I've always been simultaneously intrigued by the whole-tone scale and somewhat mystified by its apparent musical "sameness."  This is possibly partly because one of the first jazz musicians who really fascinated me was Thelonious Monk, well-known for his use of the whole-tone scale.  And it's probably no coincidence that John Coltrane played with Monk at a formative stage in his development.  And yet, the whole-tone scale is not usually explored or developed as much as other sounds (at least in my experience), and treated more as a special effect or one-off sound to be used occasionally.   I touched on ways to expand its use a little previously in this old post, but this pentatonic really opens up some different possibilities.
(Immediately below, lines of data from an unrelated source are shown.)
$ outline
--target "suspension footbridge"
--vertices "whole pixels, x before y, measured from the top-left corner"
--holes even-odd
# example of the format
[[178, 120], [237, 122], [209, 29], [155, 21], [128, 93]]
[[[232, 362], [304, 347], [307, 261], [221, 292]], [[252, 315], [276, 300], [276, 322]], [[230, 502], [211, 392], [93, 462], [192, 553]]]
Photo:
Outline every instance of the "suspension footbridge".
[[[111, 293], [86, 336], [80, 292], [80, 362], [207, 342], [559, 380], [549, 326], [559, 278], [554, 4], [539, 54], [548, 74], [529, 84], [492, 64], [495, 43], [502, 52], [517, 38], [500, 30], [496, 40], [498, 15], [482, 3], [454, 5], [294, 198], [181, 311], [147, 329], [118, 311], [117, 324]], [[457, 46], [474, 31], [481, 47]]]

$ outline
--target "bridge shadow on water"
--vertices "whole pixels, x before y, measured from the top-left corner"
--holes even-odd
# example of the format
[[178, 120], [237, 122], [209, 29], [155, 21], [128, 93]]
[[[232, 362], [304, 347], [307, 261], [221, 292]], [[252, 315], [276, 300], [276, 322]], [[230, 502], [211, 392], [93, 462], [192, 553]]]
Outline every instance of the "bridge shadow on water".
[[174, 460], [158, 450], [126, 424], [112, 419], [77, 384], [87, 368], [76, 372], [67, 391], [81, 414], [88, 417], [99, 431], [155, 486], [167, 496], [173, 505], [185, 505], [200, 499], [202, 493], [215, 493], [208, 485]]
From a theory standpoint, the Whole-Tone Pentatonic scale is obviously just a whole-tone scale (normally hexatonic, i.e. six notes) with one note missing.

I find the results of omitting notes from scales, particularly symmetrical scales, to often be interesting.  In this regard, the Whole-Tone Pentatonic does not disappoint—it has some interesting properties.  Obviously, the pentatonic is no longer symmetrical, which in my opinion generally makes scales more interesting and less patterned-sounding.  But more  intriguingly, the gap results in a scale that is not only a subset of the whole-tone scale, but also a subset of the melodic minor (aka jazz minor) scale.   

I made a Venn diagram to illustrate the overlap:

Whole Tone Pentatonic Scale DiagramThe center shows the whole-tone pentatonic, with the notes on the right it becomes C melodic minor, while with the note on the left, it becomes a standard whole-tone scale. 

Below in standard notation:Whole Tone - Pentatonic vs Melodic Minor

 

This means that this can be used anywhere you would use a C melodic minor scale.  Coltrane mostly uses it over tonic minor (e.g., Cm6) or over V7 (e.g., G9#5). But it has some other possibilities, notably Lydian Dominant sounds (e.g., F9#11) or altered dominant sounds (e.g., B7alt).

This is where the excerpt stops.